Potassium secretion by voltage-gated potassium channel Kv1.3 in the rat kidney

Abstract

The fine regulation of Na+and K+transport takes place in the cortical distal nephron. It is well established that K+secretion occurs through apical K+channels: the ROMK and the Ca2+- and voltage-dependent maxi-K. Previously, we identified the voltage-gated Kv1.3 channel in the inner medulla of the rat kidney (Escobar LI, Martínez-Téllez JC, Salas M, Castilla SA, Carrisoza R, Tapia D, Vázquez M, Bargas J, Bolívar JJ. Am J Physiol Cell Physiol 286: C965–C974, 2004).
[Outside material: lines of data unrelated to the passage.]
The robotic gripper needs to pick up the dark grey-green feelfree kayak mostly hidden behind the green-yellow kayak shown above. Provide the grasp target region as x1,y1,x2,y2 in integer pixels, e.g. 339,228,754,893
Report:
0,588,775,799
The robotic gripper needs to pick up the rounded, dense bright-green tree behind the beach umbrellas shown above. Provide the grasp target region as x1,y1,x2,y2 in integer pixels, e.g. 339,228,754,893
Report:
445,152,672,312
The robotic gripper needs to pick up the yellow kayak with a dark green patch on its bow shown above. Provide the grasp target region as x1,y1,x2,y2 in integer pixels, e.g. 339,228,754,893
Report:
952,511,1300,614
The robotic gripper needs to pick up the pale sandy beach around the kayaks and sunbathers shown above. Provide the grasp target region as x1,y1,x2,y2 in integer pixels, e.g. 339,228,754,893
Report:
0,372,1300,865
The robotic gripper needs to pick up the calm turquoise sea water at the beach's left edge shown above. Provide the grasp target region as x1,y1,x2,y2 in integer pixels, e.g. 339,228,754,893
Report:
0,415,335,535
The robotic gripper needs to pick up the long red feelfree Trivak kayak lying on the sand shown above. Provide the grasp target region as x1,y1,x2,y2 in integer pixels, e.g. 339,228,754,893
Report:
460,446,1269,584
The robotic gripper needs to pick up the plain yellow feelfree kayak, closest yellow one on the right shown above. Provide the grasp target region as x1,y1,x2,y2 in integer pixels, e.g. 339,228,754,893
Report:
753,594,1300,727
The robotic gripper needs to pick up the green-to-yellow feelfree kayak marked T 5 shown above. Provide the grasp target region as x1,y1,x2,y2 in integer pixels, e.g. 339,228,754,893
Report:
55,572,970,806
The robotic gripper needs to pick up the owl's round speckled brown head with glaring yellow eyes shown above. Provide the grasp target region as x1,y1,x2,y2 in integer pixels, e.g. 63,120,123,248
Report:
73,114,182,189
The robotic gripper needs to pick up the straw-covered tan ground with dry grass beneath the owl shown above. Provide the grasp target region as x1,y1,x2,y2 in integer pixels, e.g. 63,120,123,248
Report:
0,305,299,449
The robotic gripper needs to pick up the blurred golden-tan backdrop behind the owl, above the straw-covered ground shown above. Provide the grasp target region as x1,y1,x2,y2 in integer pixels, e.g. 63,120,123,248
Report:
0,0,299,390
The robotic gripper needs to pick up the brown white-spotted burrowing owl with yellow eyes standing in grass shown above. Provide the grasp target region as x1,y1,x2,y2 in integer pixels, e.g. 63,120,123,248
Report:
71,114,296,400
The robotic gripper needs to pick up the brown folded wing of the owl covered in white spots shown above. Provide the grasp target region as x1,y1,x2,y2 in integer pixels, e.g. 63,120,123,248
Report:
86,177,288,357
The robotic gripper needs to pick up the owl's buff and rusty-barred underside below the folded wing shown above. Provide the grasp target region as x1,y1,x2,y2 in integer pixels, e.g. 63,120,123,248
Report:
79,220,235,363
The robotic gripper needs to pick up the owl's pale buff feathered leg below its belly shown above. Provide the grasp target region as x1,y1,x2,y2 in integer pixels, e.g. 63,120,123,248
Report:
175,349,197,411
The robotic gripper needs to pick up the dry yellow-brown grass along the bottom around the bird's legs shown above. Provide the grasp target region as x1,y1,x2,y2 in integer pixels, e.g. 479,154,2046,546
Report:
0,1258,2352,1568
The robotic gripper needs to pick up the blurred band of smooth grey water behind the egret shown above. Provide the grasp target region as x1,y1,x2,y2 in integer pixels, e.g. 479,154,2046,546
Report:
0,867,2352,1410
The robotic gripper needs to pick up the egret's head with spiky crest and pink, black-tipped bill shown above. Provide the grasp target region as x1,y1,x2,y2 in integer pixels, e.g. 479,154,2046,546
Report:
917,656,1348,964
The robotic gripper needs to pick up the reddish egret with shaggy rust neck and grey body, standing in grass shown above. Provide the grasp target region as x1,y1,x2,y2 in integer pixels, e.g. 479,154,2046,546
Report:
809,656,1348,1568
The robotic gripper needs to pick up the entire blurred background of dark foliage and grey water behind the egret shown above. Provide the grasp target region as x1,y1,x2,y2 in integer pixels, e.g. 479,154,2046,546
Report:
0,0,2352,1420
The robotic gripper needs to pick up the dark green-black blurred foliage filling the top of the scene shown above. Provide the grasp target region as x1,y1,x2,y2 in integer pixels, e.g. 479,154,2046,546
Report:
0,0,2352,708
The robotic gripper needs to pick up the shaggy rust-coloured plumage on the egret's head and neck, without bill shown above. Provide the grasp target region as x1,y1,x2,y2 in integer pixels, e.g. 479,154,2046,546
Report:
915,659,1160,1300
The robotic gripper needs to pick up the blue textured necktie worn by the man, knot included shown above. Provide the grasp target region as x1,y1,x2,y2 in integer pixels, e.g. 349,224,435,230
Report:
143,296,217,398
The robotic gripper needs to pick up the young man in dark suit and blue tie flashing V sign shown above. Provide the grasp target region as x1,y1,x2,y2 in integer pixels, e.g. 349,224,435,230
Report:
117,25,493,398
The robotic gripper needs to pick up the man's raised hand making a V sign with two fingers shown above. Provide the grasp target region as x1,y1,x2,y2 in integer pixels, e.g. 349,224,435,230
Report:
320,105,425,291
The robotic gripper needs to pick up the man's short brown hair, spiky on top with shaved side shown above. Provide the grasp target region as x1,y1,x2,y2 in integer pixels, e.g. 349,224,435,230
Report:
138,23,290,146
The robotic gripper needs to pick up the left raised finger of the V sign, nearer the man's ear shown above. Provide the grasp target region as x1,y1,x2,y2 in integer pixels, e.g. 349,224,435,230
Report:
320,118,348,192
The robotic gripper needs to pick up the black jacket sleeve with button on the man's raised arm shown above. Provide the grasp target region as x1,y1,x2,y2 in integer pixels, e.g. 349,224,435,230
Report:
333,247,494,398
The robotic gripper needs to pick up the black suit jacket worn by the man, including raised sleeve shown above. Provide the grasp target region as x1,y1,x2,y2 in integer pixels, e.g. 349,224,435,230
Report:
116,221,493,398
To examine the role of Kv1.3 in the renal regulation of K+homeostasis, we characterized the effect of dietary K+on the molecular and functional expression of this channel. We performed real-time-PCR and immunoblot assays in kidneys from rats fed a control (CK; 1.2% wt/wt) or high-K+(HK; 10% wt/wt) diet for 5–15 days. Kv1.3 mRNA and protein expression did not change with HK in the whole kidney. However, dietary K+loading provoked a change in the cellular distribution of Kv1.3 from the cytoplasm to apical membranes. Immunolocalization of Kv1.3 detected the channel exclusively in the intercalated cells. We investigated whether Kv1.3 mediated K+transport in microperfused cortical collecting ducts (CCDs). The HK diet led to an increase in net K+transport from 7.4 ± 1.1 (CK) to 11.4 ± 1.0 (HK) pmol·min−1·mm−1. Luminal margatoxin, a specific blocker of Kv1.3, decreased net K+secretion in HK CCDs to 6.0 ± 1.6 pmol·min−1·mm−1. Our data provide the first evidence that Kv1.3 channels participate in K+secretion and that apical membrane localization of Kv1.3 is enhanced in the intercalated cells by dietary K+loading.